Moving forward we can do more to help people’s understanding of who we are and what we do; how we can interlink and help other professions.

One of our company directors is encouraging people to join him in going into schools, colleges and universities to talk about the wider profession; not just about landscape design but environmental consultancy including landscape planning and management; highlighting that there’s a whole raft of skills and jobs that they aren’t aware of.

One of my colleagues studied chemistry, which included a module on air quality, which lead her to an atmospheric chemistry Masters and who now works our Air Quality team.

Why can’t we have more links, modules or seminars on related courses such as architecture, geography and planning, giving students an introduction into the landscape profession?

When we talk about training the next generation of professionals, we need skills to be in context. University isn’t about trying to stifle creativity – you’re there to explore ideas – but often you’re working with no constraints.

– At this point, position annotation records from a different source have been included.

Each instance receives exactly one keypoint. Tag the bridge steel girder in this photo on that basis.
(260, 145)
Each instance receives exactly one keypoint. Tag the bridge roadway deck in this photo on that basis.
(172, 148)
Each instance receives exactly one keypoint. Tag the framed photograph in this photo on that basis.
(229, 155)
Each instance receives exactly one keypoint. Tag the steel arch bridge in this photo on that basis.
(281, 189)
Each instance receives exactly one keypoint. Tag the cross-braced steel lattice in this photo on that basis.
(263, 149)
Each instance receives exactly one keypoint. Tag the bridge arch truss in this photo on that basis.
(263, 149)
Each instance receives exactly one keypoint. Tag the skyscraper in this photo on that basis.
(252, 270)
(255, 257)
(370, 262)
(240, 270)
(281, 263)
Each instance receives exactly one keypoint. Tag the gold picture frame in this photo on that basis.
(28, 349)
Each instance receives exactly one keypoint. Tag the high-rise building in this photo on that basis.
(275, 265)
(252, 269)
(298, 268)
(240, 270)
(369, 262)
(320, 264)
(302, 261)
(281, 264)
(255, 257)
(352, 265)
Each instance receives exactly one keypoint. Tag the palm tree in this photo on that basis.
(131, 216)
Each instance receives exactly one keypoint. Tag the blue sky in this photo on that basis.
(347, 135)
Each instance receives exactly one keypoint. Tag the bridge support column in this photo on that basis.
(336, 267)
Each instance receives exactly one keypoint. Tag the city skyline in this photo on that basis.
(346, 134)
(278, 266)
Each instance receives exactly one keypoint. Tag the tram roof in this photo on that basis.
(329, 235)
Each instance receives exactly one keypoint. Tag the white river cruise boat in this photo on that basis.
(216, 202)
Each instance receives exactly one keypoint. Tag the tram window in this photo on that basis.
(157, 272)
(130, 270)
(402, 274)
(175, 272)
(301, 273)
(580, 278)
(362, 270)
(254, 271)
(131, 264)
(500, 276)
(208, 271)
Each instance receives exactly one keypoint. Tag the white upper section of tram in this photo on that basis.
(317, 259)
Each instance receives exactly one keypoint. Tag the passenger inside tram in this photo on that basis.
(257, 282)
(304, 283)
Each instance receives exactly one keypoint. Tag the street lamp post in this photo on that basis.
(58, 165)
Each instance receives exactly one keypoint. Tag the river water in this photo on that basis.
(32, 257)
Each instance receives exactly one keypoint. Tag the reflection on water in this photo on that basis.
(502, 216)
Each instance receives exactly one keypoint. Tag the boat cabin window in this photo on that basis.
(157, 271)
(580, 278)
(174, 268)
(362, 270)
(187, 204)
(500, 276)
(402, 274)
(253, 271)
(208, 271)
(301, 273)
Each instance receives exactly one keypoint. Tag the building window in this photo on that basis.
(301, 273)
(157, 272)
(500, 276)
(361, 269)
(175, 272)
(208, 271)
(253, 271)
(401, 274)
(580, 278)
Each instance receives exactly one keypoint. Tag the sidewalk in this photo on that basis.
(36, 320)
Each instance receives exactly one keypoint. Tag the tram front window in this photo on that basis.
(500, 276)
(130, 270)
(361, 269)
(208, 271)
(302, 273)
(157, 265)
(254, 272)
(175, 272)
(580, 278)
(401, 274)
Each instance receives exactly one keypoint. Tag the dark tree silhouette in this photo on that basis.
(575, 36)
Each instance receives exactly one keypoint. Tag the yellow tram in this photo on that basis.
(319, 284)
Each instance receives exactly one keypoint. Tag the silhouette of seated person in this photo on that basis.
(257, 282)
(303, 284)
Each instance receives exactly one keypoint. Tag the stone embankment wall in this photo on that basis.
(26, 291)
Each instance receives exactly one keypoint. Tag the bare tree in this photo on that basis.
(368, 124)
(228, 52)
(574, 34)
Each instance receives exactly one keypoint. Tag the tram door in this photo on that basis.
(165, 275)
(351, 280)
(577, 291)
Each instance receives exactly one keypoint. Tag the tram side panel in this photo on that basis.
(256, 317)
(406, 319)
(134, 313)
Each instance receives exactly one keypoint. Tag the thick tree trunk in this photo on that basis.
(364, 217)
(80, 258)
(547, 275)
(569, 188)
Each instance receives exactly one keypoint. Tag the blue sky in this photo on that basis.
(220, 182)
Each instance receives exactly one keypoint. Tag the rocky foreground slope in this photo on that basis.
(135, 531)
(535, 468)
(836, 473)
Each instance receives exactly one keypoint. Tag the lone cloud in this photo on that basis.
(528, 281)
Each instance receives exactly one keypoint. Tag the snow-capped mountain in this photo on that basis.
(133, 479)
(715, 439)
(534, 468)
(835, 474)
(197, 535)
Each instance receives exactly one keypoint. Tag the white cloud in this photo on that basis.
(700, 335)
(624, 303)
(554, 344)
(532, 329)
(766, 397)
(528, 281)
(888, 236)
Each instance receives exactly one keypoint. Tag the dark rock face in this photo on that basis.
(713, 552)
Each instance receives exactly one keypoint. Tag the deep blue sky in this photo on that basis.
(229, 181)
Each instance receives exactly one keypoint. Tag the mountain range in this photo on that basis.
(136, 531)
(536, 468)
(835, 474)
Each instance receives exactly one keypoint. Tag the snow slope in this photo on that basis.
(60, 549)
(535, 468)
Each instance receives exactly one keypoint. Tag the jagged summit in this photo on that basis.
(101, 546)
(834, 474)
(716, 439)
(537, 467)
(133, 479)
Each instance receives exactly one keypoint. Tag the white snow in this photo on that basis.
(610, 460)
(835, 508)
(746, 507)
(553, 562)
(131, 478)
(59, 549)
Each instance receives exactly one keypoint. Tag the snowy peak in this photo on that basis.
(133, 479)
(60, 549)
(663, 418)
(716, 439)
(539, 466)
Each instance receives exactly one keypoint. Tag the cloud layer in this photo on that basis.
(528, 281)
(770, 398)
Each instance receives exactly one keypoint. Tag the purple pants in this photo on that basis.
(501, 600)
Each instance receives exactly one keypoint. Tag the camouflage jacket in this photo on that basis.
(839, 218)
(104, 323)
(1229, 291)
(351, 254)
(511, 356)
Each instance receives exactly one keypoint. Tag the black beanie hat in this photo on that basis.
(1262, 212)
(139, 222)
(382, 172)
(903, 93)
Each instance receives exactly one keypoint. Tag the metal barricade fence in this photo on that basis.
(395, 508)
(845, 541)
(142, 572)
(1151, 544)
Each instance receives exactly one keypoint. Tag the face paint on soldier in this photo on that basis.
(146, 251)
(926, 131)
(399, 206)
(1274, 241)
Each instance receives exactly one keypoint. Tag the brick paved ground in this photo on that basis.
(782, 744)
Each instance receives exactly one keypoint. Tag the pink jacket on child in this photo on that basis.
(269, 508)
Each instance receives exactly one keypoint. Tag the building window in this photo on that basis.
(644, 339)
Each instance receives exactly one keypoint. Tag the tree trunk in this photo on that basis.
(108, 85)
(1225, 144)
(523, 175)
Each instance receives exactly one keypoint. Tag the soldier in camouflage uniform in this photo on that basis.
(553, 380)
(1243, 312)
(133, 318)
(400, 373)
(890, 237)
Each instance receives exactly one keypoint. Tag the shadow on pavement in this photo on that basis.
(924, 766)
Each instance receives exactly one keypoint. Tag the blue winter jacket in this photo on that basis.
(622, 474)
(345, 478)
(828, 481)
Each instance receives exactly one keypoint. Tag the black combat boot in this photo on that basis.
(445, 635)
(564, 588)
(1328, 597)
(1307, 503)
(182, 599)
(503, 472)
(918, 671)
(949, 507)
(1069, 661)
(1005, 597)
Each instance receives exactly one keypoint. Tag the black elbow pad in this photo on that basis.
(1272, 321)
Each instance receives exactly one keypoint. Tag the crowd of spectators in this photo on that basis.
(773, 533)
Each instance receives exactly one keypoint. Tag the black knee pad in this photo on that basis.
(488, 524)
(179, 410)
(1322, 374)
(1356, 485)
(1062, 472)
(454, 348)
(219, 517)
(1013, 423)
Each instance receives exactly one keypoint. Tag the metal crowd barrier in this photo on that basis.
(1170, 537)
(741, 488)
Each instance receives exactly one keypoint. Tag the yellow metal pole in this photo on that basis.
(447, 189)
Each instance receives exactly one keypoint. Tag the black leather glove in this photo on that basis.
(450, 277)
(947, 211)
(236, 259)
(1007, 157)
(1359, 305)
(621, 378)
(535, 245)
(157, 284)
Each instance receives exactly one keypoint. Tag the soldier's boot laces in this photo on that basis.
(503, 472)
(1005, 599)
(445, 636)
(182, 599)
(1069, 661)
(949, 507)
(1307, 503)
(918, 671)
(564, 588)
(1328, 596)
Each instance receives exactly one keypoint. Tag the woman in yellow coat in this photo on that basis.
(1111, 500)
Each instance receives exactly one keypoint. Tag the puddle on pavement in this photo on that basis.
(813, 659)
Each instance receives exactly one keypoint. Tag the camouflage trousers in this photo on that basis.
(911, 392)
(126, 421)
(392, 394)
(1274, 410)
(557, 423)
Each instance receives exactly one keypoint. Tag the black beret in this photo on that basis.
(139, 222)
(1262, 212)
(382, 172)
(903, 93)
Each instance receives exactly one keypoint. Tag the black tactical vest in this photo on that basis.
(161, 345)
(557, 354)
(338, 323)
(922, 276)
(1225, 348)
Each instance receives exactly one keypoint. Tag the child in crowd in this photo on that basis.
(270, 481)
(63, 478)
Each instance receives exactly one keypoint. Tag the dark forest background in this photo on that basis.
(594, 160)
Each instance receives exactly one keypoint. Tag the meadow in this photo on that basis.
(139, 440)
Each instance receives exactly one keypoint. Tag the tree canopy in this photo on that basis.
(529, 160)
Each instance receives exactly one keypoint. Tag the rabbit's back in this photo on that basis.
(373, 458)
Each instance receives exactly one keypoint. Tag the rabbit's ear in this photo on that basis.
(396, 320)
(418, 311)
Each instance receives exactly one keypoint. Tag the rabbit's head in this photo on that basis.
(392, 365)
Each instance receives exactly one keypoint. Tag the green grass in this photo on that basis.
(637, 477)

Our work is about creating something feasible, on time and on budget: A client could say to you ‘this is the site: we want X but not Y; there are series of constraints, such as a group of TPO’d trees, level differences and a number of underground services.’ Those are the realities and you have to cut your cloth accordingly. That said, it’s good to push the boundaries and think of innovative ideas for the betterment of the scheme.

I’m a big believer in encouraging junior team members to get stuck into projects; if you’re just doing what you’re told, you don’t learn anything and if you make a mistake, so what. Yes, you might have to stay behind and do some extra hours, but you’ve learned something, thus becoming a better practitioner.